On the other hand, an agent that uses a technique called Nash voting is always likely to choose the theory with the highest credence, the experimental results show. That’s because Nash voting disagrees with the notion of stakes sensitivity, in which as “X” increases, utilitarianism’s preference for flipping the switch is taken into greater consideration. Indeed, Nash voting also fails to compromise — it always ignores the “switch” option, only ever choosing to push the large man or do nothing when faced with the choice of (1) letting the trolley crash into a large number of people, (2) redirecting the trolley onto a different track on which two people are standing, or (3) pushing the man.

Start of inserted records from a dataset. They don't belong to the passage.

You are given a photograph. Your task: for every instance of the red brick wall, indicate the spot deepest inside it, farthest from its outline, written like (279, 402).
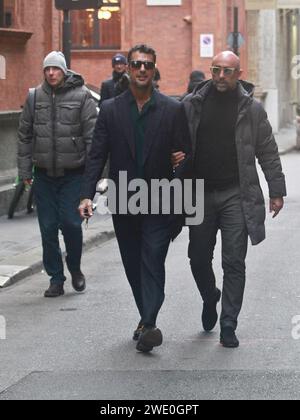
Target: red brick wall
(177, 42)
(163, 27)
(24, 59)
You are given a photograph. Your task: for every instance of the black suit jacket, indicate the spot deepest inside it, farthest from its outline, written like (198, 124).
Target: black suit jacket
(167, 131)
(107, 90)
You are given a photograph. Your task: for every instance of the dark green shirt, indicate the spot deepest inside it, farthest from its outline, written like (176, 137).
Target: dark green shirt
(140, 120)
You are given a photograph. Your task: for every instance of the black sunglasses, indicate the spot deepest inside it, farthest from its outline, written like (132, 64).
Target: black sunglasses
(149, 65)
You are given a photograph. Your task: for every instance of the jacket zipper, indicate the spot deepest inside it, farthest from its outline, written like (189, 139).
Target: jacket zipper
(54, 133)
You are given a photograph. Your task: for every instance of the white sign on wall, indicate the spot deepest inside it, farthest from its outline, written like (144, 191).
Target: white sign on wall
(207, 47)
(2, 68)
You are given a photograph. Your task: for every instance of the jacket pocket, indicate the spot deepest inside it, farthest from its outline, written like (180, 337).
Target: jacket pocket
(69, 113)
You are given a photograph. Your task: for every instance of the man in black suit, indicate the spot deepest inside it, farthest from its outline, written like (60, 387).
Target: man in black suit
(139, 130)
(118, 83)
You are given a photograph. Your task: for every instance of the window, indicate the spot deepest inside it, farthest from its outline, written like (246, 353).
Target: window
(7, 14)
(97, 29)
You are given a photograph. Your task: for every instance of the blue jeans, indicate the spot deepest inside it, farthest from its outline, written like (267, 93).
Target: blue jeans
(57, 201)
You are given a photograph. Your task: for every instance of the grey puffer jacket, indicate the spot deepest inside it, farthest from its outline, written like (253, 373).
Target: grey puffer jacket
(254, 139)
(59, 135)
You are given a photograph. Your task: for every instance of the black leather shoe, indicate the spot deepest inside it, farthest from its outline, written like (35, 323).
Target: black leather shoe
(149, 338)
(55, 290)
(210, 314)
(137, 333)
(228, 338)
(78, 281)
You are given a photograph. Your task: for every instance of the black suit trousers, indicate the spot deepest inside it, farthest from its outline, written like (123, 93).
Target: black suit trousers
(144, 242)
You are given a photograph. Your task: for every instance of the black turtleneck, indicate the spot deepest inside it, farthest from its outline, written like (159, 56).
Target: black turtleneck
(216, 154)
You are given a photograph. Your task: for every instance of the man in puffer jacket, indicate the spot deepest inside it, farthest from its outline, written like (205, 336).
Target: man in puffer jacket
(229, 130)
(55, 136)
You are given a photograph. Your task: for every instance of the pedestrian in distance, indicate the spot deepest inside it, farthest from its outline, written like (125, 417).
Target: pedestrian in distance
(56, 139)
(139, 130)
(229, 130)
(118, 83)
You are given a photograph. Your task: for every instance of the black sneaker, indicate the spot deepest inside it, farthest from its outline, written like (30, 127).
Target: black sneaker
(55, 290)
(228, 338)
(210, 314)
(149, 338)
(78, 281)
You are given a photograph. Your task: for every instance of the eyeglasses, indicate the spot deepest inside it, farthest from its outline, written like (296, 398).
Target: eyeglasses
(149, 65)
(228, 71)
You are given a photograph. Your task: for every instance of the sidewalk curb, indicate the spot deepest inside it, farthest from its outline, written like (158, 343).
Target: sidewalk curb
(96, 240)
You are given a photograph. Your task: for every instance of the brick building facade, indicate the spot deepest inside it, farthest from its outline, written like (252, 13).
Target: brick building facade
(33, 28)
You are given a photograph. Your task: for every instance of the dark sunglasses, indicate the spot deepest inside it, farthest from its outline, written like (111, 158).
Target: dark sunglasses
(228, 71)
(149, 65)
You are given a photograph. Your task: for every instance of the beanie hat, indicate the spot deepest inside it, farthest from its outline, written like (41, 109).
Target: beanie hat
(119, 59)
(56, 59)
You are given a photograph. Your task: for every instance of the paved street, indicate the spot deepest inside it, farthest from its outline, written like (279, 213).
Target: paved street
(79, 346)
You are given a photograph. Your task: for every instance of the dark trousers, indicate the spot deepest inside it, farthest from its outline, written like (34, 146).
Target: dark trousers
(223, 210)
(57, 201)
(144, 242)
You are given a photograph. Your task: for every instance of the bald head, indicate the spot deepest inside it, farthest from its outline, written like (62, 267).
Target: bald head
(227, 59)
(226, 71)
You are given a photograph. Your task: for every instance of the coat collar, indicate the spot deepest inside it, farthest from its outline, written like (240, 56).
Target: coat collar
(155, 116)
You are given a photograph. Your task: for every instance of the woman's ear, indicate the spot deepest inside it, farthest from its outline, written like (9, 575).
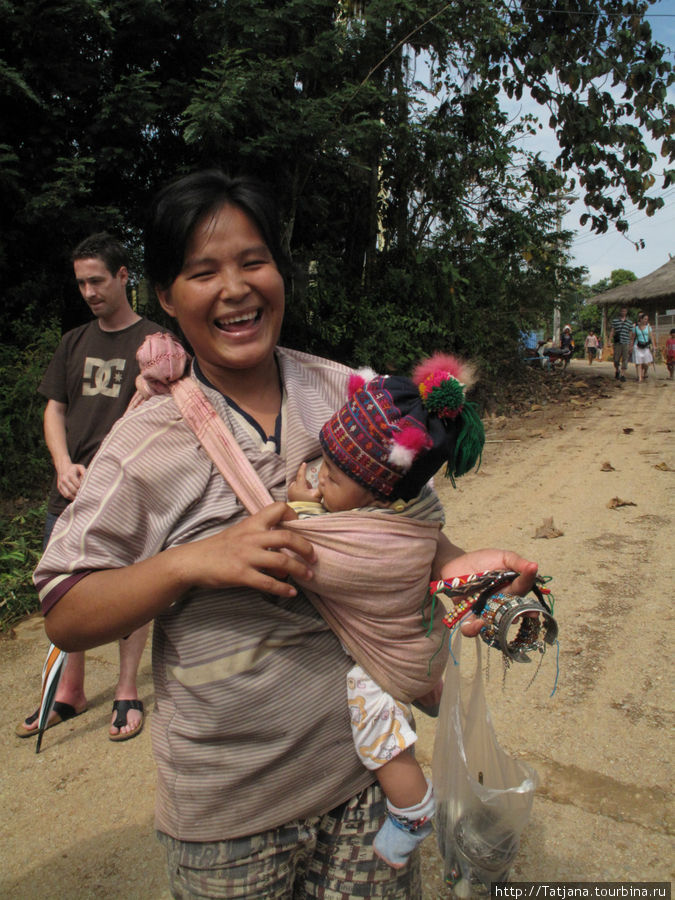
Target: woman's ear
(164, 297)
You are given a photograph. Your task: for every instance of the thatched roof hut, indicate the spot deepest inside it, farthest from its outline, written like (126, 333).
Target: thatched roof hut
(655, 294)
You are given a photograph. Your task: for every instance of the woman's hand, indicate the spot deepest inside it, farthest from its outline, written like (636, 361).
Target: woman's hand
(486, 560)
(255, 553)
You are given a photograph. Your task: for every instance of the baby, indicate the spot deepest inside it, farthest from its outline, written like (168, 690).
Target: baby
(379, 451)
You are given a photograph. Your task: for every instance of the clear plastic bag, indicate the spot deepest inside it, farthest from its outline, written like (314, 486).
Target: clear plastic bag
(484, 796)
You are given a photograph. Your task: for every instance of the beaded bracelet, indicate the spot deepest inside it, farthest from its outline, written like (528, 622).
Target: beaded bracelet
(480, 595)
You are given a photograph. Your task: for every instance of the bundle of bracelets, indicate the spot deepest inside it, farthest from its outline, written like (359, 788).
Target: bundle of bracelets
(479, 594)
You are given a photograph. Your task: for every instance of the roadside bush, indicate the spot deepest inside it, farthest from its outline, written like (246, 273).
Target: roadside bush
(26, 466)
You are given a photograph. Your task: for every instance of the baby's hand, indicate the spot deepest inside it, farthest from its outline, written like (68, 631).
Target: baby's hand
(301, 489)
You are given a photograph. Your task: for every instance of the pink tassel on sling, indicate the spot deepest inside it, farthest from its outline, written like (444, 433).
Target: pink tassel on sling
(372, 573)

As for an agent that aggregates preferences obtained using Q-learning, an algorithm that learns a policy telling an agent what action to take under what circumstances, it suffers from a phenomenon known as the illusion of control. Q-learning implicitly assumes that the action taken the policy will take in the next state will be whatever maximizes the reward, when in fact the preferred next state action might vary across different theories. For instance, in the trolley problem, the Q-learning agent often opts to lie to the guard without pushing the large man, because the agent mistakenly believes it will be able to push the man in the following step.
The researchers note the results of the study imply a range of possible algorithms that cover the tradeoffs among competing options in decision-making under moral uncertainty. The algorithm that’s most appropriate for a given domain might depend on particularities of the theories and the domain itself, they say. That’s why in future work, they plan to test algorithms for moral uncertainty (and machine ethics in general) in more complex domains and to create more complicated machine ethics benchmark tasks.
Beyond this Uber paper, Mobileye, Nvidia, DeepMind, and OpenAI have published work on safety constraints in reinforcement learning techniques. DeepMind recently investigated a method for reward modeling that operates in two phases and is applicable to environments in which agents don’t know where unsafe states might be. For its part, OpenAI released Safety Gym, a suite of tools for developing AI that respects safety constraints while training and compares the safety of algorithms and the extent to which those algorithms avoid mistakes while learning.